Just read economic professor Kenneth Rogoff’s piece on project syndicate “Rethinking the Growth Imperative”. The only good thing, I have to say about his article is that it is short, less than four pages and it is not written in economic lingo.


Project Syndicate, I said this here before, has become very annoying. You have to register to see an article.
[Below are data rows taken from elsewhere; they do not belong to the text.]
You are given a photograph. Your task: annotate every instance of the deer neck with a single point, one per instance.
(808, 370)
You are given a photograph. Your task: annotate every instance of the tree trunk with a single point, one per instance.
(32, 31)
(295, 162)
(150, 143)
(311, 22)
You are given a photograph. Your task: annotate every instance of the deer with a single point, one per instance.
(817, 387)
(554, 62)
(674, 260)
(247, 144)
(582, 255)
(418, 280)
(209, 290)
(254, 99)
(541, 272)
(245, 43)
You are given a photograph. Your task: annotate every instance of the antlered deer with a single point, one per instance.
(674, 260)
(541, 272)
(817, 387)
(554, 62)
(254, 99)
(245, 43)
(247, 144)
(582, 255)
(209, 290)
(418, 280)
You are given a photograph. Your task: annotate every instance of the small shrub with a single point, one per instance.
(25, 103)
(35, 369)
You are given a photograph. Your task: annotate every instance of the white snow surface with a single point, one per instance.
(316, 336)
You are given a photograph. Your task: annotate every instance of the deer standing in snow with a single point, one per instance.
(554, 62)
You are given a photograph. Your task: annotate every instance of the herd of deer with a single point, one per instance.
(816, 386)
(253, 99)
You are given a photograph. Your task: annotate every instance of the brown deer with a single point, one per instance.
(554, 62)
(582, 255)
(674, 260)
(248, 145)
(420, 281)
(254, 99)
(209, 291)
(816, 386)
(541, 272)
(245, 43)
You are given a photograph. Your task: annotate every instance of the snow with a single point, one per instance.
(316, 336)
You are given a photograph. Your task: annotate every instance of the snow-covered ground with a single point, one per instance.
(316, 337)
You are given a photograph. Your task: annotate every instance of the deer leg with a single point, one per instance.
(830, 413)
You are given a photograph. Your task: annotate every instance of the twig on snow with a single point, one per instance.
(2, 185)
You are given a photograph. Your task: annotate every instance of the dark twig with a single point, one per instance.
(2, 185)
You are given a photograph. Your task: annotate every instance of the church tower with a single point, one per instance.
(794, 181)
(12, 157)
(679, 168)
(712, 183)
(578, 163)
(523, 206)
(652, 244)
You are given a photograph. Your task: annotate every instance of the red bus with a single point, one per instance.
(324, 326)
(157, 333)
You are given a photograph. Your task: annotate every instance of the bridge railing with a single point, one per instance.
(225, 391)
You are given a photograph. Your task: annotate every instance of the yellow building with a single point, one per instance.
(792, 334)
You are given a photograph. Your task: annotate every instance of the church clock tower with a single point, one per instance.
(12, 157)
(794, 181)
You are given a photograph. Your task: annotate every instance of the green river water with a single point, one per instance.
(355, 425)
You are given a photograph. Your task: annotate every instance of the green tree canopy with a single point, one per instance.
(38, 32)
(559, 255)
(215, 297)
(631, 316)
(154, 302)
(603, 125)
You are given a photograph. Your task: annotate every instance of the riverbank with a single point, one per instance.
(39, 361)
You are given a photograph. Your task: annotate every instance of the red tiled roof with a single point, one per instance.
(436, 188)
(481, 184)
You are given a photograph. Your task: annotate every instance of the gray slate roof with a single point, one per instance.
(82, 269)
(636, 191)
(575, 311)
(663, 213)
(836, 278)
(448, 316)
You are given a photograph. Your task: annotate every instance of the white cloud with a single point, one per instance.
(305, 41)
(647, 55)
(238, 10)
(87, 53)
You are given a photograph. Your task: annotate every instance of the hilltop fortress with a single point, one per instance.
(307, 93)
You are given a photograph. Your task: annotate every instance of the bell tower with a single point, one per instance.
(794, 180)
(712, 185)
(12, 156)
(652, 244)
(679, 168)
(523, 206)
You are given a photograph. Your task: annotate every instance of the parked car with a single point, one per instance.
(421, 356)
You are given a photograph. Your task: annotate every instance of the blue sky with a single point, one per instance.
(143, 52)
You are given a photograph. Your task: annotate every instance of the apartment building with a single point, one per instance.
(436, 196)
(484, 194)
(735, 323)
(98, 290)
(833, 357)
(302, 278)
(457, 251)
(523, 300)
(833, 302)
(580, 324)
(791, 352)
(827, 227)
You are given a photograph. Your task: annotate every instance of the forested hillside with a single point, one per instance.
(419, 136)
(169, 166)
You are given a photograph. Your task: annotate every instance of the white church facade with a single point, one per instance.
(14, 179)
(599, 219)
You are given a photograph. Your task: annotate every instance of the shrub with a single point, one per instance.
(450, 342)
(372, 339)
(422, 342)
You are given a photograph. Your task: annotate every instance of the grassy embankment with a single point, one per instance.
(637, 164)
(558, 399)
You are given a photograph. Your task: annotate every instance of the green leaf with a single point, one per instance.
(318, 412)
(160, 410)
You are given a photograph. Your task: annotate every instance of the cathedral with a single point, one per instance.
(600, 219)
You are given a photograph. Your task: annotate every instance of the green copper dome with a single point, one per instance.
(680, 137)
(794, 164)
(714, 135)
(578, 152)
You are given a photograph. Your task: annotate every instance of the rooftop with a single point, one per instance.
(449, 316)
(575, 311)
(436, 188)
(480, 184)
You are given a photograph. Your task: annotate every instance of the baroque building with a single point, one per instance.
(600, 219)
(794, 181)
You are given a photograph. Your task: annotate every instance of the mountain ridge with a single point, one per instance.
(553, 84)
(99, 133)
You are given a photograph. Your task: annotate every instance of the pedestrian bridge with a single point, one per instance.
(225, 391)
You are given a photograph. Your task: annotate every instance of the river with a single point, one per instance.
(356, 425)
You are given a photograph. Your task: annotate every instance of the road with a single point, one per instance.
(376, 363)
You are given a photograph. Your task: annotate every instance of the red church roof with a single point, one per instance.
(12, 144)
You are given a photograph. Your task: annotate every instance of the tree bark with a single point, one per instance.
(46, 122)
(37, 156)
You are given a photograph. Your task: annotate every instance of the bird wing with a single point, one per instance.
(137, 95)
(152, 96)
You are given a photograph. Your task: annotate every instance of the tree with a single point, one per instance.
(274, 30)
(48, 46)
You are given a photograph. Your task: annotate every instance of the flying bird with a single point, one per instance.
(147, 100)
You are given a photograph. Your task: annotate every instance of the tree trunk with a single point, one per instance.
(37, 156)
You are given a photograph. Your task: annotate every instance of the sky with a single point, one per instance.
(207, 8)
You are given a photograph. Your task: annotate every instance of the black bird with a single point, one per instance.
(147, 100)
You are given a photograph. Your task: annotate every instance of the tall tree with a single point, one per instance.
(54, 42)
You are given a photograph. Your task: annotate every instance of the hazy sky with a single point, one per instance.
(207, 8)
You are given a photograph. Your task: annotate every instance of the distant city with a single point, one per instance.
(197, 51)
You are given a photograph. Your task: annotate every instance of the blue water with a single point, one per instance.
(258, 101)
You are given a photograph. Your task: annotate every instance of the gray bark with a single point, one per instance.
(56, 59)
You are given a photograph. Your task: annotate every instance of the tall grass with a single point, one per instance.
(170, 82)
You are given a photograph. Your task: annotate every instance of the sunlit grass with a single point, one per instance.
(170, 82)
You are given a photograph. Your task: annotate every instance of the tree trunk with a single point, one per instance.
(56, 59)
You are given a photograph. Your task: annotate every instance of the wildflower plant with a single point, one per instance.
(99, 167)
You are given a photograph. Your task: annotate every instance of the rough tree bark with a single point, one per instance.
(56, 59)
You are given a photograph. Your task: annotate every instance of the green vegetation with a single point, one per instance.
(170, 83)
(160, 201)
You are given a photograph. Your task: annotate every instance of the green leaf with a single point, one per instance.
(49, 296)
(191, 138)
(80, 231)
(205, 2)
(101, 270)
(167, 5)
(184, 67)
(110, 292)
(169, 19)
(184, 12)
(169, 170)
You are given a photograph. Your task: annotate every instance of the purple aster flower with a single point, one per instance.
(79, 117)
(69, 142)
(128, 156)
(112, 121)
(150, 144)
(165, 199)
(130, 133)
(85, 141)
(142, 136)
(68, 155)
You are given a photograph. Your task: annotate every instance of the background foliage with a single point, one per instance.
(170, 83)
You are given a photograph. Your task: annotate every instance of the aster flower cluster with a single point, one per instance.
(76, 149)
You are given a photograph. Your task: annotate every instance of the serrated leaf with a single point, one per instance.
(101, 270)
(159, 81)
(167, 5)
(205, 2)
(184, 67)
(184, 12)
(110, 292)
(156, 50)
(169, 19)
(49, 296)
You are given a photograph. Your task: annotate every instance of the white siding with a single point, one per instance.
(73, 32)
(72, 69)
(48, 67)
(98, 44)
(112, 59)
This is another blog post in a series of blog posts about incompetent, contemporary economists. We have to thank these many incompetent economists for the Great Recession.


What Did He Say?


Salient excerpts and comments (emphasis added):
  1. Modern macroeconomics often seems to treat rapid and stable economic growth as the be-all and end-all of policy.”
    [This is the first sentence and it is already a false premise! Only Keynesians think that way. E.g. Austrian macroeconomists see it differently.]
  2. “But there might be a problem even deeper than statistical narrowness: the failure of modern growth theory to emphasize adequately that people are fundamentally social creatures.”
    [Why is he limiting himself artificially to examining economic growth theory?]
  3. “There is a certain absurdity to the obsession with maximizing long-term average income growth in perpetuity, to the neglect of other risks and considerations. Consider a simple thought experiment. Imagine that per capita national income (or some broader measure of welfare) is set to rise by 1% per year over the next couple of centuries. .... Now suppose that we lived in a much faster-growing economy, with per capita income rising at 2% annually. In that case, per capita income would double after only 35 years, and an eight-fold increase would take only a century. Finally, ask yourself how much you really care if it takes 100, 200, or even 1,000 years for welfare to increase eight-fold.
    [This is a par excellence blunder committed by an what seems to be a Keynesian economist. How did this man manage to become professor? Rogoff never understood that economic growth is an abstraction and to many economists, a meaningless aggregation. What really counts is the underlying economic activity that produces among other things better medical treatments, more life conveniences and so much more. Yes, it matters a lot if there is only sub par economic growth.]
  4. “Wouldn’t it make more sense to worry about the long-term sustainability and durability of global growth? Wouldn’t it make more sense to worry whether conflict or global warming might produce a catastrophe that derails society for centuries or more?”
  5. [Durability of economic growth?? Economic activity goes in business cycles, economic growth is not constant and it can be negative. In essence, this economist buys into the Global Warming hoax.]
  6. “Perhaps a deeper rationale underlying the growth imperative in many countries stems from concerns about national prestige and national security.”
    [Economics is not concerned with national prestige nor national security professor Rogoff!]


Student Beware


I would not spend too much money on studying economics from professor Kenneth Rogoff!